In order to make the text legible for readers, we very often hide most (or all) of the markup that is helping to present the document. This ensures that you can serve the needs of different audiences: some people might want to see the TEI for your text, but others might just want to be able to read it as normal. We have already talked a bit about the functions you can get from TEI, but, if they largely remain hidden, you might find yourself thinking that they might not be enough to warrant the amount of work that goes into putting together a TEI-encoded text.

Looking at the TEI tags for this document give you a sense of why you might encode a text even if not many people are going to look at the TEI. You’ll see there are tags for the witnesses’ names (both first and last) and their gender.

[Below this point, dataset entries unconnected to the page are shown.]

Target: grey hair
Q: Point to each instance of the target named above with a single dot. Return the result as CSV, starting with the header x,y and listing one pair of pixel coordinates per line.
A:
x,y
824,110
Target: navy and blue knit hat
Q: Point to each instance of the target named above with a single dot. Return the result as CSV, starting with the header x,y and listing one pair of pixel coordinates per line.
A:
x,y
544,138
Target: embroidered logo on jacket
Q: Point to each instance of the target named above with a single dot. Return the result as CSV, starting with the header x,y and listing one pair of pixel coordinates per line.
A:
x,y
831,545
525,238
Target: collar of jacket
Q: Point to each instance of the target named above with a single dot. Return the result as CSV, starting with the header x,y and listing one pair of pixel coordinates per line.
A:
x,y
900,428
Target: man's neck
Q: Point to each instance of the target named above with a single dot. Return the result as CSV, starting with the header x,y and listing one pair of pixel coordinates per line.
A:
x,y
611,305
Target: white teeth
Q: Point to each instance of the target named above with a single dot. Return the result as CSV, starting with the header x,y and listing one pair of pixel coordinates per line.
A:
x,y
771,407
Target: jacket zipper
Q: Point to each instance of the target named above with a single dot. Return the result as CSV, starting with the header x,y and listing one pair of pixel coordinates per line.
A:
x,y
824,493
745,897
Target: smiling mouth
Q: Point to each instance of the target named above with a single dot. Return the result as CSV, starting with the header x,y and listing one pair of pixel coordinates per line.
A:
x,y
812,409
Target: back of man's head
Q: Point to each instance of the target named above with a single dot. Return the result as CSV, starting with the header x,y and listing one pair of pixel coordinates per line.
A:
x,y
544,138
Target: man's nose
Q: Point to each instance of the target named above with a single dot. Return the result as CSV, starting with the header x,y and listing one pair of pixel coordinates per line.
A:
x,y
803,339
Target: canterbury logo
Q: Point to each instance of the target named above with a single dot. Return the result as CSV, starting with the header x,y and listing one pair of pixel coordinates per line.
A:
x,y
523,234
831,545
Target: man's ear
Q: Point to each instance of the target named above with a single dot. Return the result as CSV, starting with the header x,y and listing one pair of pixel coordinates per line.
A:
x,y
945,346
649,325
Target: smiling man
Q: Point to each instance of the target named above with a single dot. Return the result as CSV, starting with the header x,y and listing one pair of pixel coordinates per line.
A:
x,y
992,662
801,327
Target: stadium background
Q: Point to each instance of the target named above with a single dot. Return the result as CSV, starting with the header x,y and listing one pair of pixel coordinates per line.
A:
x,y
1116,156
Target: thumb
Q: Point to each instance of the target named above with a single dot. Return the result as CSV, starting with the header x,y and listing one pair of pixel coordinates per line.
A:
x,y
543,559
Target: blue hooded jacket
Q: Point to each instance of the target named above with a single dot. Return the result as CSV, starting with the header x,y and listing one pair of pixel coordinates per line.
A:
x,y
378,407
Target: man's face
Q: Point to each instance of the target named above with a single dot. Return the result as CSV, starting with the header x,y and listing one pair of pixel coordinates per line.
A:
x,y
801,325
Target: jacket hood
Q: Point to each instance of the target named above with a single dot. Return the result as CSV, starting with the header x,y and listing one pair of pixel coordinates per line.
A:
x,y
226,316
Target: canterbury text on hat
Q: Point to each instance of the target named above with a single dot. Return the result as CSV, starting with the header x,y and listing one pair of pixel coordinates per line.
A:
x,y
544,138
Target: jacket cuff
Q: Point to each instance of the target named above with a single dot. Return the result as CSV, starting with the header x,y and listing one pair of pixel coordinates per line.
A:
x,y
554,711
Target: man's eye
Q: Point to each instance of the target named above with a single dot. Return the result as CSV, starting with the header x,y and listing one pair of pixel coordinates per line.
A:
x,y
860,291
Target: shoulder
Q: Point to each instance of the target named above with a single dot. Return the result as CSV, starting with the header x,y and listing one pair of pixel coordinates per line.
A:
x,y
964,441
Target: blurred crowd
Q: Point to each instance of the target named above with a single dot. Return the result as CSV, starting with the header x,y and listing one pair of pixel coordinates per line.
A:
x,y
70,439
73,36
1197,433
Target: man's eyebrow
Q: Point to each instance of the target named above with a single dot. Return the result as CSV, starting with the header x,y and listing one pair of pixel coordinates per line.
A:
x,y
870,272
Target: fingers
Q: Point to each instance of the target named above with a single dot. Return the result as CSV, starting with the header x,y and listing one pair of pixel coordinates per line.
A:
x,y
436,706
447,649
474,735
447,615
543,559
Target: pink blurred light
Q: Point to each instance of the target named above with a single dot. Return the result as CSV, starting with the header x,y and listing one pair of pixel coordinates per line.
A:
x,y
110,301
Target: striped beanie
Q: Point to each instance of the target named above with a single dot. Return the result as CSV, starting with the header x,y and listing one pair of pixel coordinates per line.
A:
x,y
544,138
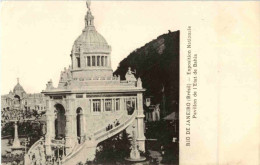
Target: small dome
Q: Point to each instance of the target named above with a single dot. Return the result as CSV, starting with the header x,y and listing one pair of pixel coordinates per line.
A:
x,y
18,88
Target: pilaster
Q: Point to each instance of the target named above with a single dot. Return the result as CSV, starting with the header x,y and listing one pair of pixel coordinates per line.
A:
x,y
140,122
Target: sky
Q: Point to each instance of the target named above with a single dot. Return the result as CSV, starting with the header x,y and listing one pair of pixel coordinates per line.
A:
x,y
37,36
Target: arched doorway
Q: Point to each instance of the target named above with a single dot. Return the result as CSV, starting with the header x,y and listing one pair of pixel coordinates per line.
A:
x,y
60,122
79,124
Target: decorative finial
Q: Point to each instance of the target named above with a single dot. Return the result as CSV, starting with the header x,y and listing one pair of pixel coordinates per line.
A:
x,y
88,2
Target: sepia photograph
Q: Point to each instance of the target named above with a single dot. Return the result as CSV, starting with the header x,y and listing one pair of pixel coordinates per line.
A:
x,y
77,102
101,82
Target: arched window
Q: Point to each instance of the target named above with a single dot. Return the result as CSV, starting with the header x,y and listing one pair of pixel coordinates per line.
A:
x,y
102,61
105,61
98,60
88,61
78,62
93,60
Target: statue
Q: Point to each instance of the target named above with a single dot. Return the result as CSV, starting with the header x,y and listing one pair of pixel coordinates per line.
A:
x,y
130,75
88,2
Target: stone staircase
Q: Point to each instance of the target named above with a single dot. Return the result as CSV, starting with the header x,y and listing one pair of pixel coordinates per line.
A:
x,y
86,151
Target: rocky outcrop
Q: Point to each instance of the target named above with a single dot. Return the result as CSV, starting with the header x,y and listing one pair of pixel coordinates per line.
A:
x,y
157,64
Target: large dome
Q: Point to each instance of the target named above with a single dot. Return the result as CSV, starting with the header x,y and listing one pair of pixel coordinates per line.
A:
x,y
18,88
91,37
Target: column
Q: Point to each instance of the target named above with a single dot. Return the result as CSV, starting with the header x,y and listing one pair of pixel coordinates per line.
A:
x,y
71,139
121,104
95,60
102,105
90,60
50,125
113,105
82,126
140,122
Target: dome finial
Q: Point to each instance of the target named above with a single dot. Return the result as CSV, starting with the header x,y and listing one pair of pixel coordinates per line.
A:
x,y
89,19
88,2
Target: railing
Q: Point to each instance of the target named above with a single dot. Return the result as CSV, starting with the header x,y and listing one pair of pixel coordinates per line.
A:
x,y
102,134
104,129
112,132
33,147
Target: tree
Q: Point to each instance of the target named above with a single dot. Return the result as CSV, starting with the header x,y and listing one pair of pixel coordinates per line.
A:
x,y
113,149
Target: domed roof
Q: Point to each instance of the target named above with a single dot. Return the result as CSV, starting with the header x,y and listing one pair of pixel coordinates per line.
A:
x,y
90,36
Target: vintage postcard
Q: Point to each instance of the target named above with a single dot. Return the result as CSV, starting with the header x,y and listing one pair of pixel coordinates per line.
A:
x,y
130,82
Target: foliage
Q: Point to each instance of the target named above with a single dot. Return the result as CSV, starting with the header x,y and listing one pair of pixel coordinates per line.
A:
x,y
157,64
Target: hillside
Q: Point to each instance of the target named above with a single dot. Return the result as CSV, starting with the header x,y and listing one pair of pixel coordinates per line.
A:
x,y
157,63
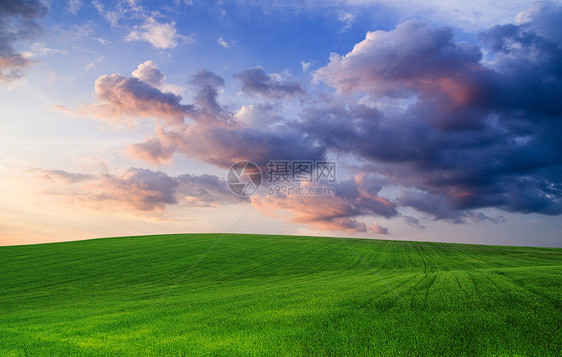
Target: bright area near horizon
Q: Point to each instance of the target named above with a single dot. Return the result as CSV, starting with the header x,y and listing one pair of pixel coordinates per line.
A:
x,y
443,119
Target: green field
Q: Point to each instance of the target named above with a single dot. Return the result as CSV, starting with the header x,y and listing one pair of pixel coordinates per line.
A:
x,y
206,294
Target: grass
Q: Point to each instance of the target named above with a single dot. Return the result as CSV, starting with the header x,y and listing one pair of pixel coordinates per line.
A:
x,y
201,294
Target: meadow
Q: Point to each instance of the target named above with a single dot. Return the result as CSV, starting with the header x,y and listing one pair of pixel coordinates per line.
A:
x,y
261,295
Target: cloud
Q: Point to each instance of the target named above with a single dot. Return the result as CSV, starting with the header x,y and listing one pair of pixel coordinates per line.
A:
x,y
119,96
39,49
353,198
378,229
472,133
61,176
17,22
150,74
159,35
447,130
223,43
140,189
412,221
347,19
74,6
256,82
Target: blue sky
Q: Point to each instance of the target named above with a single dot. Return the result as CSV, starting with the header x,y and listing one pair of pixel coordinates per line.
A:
x,y
123,118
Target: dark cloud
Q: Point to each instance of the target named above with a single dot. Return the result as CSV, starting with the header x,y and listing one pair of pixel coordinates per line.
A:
x,y
62,176
447,130
475,134
17,22
256,82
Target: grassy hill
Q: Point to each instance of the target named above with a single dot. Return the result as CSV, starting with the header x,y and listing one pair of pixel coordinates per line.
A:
x,y
206,294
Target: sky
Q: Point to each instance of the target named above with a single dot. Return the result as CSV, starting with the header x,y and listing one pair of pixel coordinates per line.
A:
x,y
441,120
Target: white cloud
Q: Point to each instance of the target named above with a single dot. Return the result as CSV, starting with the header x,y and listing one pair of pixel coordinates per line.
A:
x,y
92,64
149,73
74,6
347,18
159,35
222,42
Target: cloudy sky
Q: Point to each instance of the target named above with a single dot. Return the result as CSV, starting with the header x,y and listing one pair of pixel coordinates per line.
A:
x,y
444,119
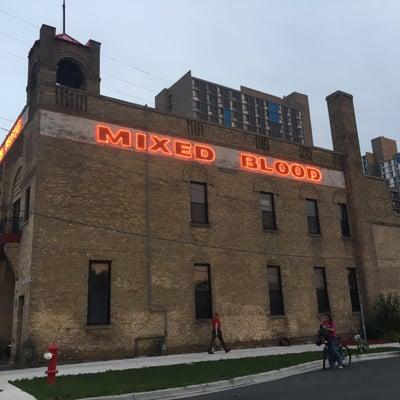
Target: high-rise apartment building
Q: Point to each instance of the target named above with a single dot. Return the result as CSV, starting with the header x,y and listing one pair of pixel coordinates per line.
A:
x,y
286,118
384,161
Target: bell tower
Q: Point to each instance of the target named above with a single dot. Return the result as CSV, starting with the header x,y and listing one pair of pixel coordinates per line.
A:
x,y
61,61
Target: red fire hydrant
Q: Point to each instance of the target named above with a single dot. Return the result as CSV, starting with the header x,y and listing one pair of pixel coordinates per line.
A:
x,y
51,357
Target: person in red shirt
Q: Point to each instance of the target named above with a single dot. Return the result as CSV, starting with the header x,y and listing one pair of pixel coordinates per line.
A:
x,y
217,333
333,347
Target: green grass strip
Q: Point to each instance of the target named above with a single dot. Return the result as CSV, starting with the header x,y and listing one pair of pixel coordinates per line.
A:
x,y
156,378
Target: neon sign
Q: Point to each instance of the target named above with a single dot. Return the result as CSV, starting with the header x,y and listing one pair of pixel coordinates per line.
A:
x,y
177,148
256,163
11,137
156,144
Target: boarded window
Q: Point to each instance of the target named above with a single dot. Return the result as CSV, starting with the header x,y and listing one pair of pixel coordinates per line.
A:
x,y
275,291
99,293
321,289
198,202
312,216
268,211
202,291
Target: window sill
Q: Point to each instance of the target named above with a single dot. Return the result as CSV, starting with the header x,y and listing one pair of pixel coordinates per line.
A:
x,y
93,327
277,317
197,225
203,321
314,234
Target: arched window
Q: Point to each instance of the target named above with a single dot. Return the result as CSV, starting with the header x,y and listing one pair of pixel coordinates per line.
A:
x,y
16,201
70,74
33,76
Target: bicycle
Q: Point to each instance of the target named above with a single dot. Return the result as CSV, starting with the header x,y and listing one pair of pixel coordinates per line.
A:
x,y
344,351
362,346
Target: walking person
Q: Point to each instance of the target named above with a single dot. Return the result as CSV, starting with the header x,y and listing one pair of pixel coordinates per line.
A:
x,y
217,333
333,346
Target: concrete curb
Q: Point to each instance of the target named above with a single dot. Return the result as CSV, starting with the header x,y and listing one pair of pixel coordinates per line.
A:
x,y
213,387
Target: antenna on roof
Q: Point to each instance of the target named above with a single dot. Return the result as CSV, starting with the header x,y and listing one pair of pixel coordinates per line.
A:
x,y
63,16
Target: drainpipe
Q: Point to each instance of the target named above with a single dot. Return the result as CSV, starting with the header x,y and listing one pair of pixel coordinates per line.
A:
x,y
153,307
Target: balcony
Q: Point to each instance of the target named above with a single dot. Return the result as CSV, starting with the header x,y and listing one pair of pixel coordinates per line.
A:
x,y
10,230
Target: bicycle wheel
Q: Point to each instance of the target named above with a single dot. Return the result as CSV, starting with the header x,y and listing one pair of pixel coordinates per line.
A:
x,y
346,355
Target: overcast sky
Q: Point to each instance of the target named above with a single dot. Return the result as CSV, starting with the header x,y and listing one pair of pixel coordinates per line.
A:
x,y
309,46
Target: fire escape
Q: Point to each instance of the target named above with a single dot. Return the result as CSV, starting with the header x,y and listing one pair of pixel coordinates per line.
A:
x,y
11,228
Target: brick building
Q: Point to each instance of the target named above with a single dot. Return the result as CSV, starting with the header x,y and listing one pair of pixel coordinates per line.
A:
x,y
123,226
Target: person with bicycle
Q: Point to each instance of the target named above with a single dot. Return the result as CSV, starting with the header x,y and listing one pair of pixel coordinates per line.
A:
x,y
329,327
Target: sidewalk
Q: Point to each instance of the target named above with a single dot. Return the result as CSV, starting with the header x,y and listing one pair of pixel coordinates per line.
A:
x,y
9,392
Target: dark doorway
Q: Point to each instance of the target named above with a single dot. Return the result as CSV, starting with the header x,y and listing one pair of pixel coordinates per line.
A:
x,y
7,286
20,315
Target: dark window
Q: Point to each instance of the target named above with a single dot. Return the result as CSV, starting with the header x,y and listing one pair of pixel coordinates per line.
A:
x,y
322,292
344,220
268,211
396,202
27,203
99,293
170,102
353,286
312,216
69,74
16,216
202,291
198,202
275,291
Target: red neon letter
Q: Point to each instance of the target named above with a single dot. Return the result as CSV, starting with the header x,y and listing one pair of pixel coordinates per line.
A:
x,y
298,171
204,153
281,168
248,161
264,167
140,141
314,174
105,135
183,149
160,144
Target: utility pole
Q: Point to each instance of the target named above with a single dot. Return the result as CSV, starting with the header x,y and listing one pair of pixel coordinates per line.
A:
x,y
63,16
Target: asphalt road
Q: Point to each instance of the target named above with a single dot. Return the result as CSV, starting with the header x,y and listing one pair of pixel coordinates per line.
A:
x,y
375,380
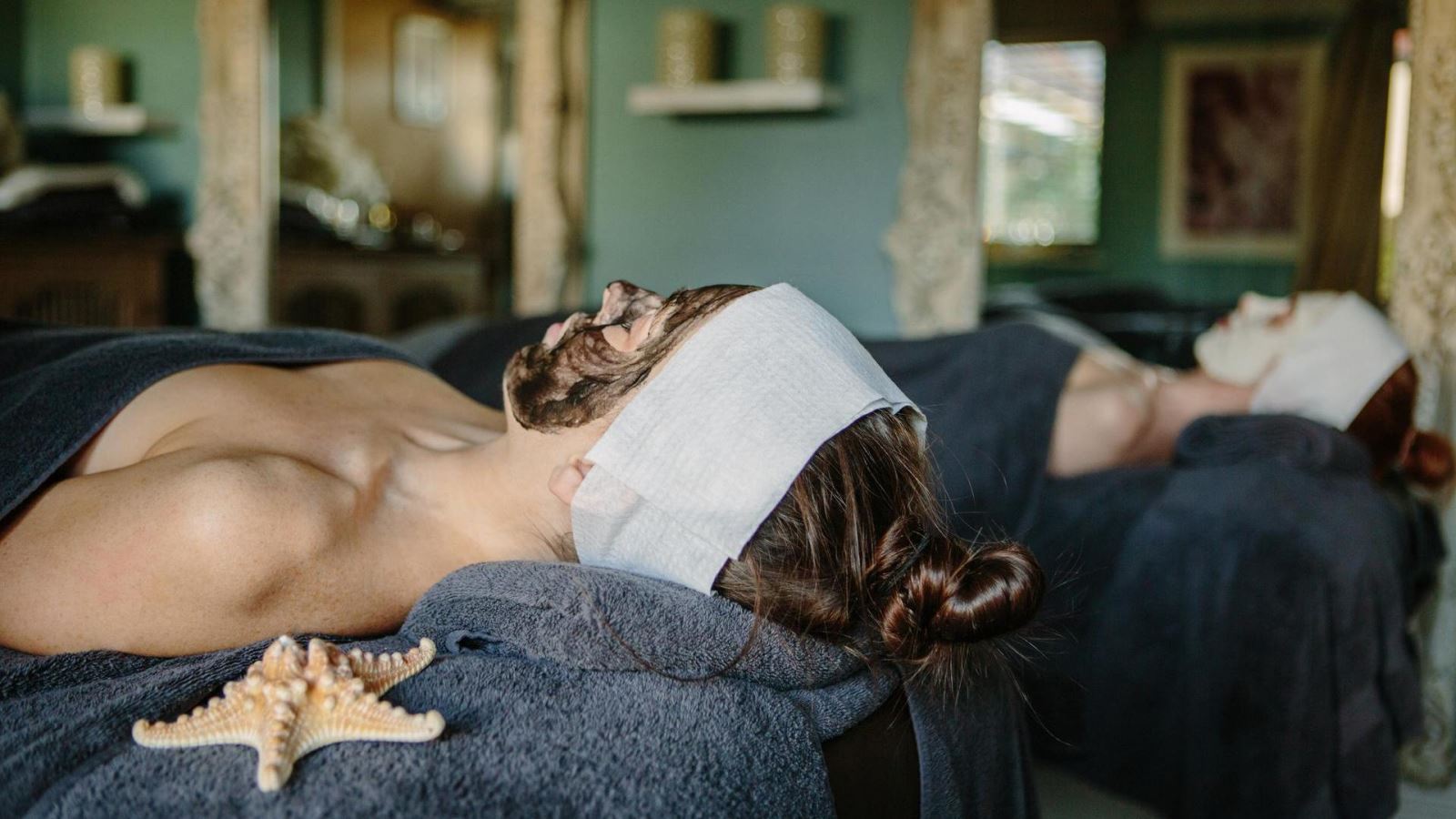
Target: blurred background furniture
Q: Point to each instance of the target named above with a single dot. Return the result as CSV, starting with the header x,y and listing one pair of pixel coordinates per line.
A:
x,y
118,278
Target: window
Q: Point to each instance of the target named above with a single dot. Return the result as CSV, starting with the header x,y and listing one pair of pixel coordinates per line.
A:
x,y
1041,143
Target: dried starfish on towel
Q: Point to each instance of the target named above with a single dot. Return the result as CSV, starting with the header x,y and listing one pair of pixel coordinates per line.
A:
x,y
288,704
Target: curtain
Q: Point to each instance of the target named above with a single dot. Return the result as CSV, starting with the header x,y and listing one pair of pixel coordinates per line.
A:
x,y
1423,305
1343,238
551,96
935,242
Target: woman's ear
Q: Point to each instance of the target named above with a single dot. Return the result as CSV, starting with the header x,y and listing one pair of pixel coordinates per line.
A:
x,y
567,477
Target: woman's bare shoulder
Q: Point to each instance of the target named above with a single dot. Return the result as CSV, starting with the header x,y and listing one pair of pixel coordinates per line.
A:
x,y
167,555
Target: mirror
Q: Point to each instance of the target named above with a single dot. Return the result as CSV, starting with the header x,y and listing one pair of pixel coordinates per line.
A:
x,y
393,124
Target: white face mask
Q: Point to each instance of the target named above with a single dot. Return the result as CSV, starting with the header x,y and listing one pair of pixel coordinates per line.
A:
x,y
1247,343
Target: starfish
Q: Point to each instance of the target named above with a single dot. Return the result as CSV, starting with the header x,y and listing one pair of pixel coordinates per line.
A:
x,y
290,704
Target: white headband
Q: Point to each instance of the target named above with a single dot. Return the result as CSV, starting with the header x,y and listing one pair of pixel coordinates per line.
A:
x,y
1334,368
695,462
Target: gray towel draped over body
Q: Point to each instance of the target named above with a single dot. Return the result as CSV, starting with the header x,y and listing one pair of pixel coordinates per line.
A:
x,y
548,705
1230,625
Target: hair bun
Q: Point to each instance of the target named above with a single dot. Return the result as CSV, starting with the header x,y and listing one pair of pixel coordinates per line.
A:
x,y
957,593
1427,460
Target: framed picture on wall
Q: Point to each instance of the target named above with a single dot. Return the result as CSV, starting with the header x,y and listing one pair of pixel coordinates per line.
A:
x,y
1238,149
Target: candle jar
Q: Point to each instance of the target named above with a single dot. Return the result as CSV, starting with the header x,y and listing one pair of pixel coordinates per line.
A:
x,y
686,50
795,48
95,79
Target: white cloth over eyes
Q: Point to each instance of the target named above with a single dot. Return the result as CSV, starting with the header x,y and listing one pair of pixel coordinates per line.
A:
x,y
1334,368
699,458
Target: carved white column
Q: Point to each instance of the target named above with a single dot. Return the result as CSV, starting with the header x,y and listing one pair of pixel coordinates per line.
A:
x,y
232,229
935,242
1423,305
551,98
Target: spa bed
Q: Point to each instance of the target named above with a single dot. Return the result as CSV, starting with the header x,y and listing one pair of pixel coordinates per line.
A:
x,y
1223,637
548,678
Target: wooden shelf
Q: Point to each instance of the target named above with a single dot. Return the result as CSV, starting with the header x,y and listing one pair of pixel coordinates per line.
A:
x,y
118,121
740,96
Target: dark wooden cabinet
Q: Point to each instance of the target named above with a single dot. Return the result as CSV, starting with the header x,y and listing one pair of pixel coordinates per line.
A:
x,y
116,280
378,292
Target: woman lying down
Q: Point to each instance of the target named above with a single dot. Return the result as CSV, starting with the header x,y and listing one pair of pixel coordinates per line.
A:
x,y
215,490
1325,356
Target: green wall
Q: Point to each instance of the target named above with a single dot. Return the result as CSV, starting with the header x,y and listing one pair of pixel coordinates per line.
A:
x,y
1130,178
803,198
684,201
298,26
11,29
159,40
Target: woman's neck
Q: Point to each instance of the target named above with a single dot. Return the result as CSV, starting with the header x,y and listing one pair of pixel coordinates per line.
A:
x,y
484,501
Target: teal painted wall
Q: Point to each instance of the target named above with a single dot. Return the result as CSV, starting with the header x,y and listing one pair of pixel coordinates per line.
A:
x,y
1132,145
684,201
11,31
298,26
688,201
159,40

Why might this be useful? Well, maybe the people who designed this site thought that users could conceivably want to search for the participants in a crime by name and by gender. That way you can ask all sorts of questions about what other crimes individuals witnessed, or whether men or women were more likely to be involved in or witness to particular types of crime.

Encoding is meant to convey abstract humanities concepts to the machine so that we can make better use of them in our digital work. Some of these concepts, like line breaks, might be pretty clear cut. Others might require a lot of interpretation. Even given the same set of tags and texts, two people could encode things differently. You can make a whole career off working with TEI, and we have just scratched the surface here. But encoding documents in TEI is an important step in preparing them for their lives as digital artifacts. Not all texts need to be encoded in TEI in order for them to be archived, but the vast majority of documents you will find in digital humanities archives have been encoded in this way. The process helps ensure that complex humanities data makes its way comfortably, ethically, and responsibly into the digital world.

Further Resources

  • Jacob Heil is great on the intellectual reasons for encoding in “Why We TEI.”
  • Ryan Cordell in “On Ignoring Encoding” gives a great defense of textual encoding as a fundamental part of digital humanities.